The Correct Answer and Explanation is :
The statement that is FALSE is:
B. When a bank gives a company a loan, they become partial owners of the company.
Explanation:
Debt financing involves raising capital by borrowing money from lenders, which can include banks, credit unions, or other financial institutions. When a company takes out a loan, it agrees to repay the borrowed amount plus interest over a specified period. Unlike equity financing, where investors receive ownership shares in the company, debt financing does not grant lenders any ownership stake. Lenders are primarily interested in the repayment of the principal amount and the interest charged, not in controlling the company.
Here’s a breakdown of the other statements:
A. Debt financing comes from banks or other commercial lenders.
This statement is true.
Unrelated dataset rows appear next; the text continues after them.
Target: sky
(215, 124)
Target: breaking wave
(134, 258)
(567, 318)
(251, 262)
Debt financing typically involves borrowing from financial institutions like banks, which provide loans to companies based on their creditworthiness and ability to repay.
C. Companies often have to pay interest when they use debt financing.
This statement is also true. When companies borrow funds, they are required to pay interest on the amount borrowed. This interest serves as the cost of borrowing and is a primary factor that distinguishes debt financing from equity financing.
D. It’s harder for startups to get debt financing.
This statement is true as well. Startups often lack the established credit history and financial stability that lenders look for when approving loans. This makes it more challenging for new businesses to secure debt financing compared to more established companies.
In summary, statement B is false because taking out a loan does not confer any ownership rights to the lender, highlighting a fundamental difference between debt and equity financing.